Data Validation with Pydantic v2

Schema definition, custom validators, serialisation, and defensive data handling at system boundaries.

Schema definition, custom validators, serialisation, and defensive data handling at system boundaries.


Why Validate at Boundaries

Internal code can be trusted — don't wrap every function call in try/except.
Validate at:
  - HTTP request bodies (user input)
  - External API responses (third-party data)
  - Database reads (if schema migrations can race deploys)
  - Queue/stream messages (schema drift between producers and consumers)
  - Config files and environment variables

Don't validate:
  - Between internal functions in the same service
  - Pure transformations on already-validated data
  - Database writes from your own ORM (trust the model)

Pydantic v2 Core Patterns

from pydantic import (
    BaseModel, Field, field_validator, model_validator,
    ConfigDict, AliasChoices, EmailStr, HttpUrl,
    constr, conint, confloat,
)
from typing import Annotated
from decimal import Decimal
from datetime import datetime
import uuid

# Strict mode: no coercion (e.g., "123" does NOT become 123)
class StrictModel(BaseModel):
    model_config = ConfigDict(strict=True, extra="forbid")

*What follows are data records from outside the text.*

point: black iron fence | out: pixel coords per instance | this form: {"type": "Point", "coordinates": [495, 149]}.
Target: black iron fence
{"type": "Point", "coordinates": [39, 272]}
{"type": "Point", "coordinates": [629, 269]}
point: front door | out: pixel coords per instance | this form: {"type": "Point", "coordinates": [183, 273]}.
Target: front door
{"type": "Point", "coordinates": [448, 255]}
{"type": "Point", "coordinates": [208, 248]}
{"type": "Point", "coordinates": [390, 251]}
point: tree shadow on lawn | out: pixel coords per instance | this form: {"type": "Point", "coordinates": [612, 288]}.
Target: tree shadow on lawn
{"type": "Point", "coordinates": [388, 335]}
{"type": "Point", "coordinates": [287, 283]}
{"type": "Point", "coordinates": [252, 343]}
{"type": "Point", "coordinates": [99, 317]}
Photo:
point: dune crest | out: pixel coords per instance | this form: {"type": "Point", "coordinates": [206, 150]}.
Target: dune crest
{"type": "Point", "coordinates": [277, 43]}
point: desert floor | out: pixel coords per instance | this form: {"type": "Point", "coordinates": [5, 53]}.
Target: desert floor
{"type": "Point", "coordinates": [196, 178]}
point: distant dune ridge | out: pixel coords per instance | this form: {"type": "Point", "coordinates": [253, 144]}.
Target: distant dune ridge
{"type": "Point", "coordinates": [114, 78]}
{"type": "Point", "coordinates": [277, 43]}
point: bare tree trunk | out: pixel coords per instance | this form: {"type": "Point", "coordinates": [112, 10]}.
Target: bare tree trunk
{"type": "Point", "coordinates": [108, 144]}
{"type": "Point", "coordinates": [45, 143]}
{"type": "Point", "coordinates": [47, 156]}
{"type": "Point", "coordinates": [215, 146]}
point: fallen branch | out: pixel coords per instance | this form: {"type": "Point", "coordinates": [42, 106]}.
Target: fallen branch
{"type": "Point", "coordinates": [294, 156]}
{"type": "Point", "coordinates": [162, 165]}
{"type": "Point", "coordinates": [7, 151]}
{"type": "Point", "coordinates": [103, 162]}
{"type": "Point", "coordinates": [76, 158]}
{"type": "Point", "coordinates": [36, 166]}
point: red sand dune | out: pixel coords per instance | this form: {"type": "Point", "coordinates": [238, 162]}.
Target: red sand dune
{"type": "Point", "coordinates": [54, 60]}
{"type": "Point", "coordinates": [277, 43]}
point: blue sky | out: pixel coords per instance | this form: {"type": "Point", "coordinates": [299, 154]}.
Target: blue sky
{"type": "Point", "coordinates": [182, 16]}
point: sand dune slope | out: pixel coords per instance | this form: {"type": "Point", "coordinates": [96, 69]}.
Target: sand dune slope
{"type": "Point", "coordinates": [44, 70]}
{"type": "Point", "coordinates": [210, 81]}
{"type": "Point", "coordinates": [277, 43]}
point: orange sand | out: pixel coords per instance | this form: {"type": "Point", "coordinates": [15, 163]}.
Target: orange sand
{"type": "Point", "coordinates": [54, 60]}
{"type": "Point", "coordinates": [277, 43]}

# Standard request body model
class CreateOrderRequest(BaseModel):
    model_config = ConfigDict(extra="forbid")   # reject unknown fields

    user_id: uuid.UUID
    items: list["OrderItem"] = Field(min_length=1, max_length=50)
    discount_code: Annotated[str, Field(max_length=20, pattern=r"^[A-Z0-9\-]+$")] | None = None
    shipping_address: "Address"
    currency: Annotated[str, Field(pattern=r"^[A-Z]{3}$")] = "GBP"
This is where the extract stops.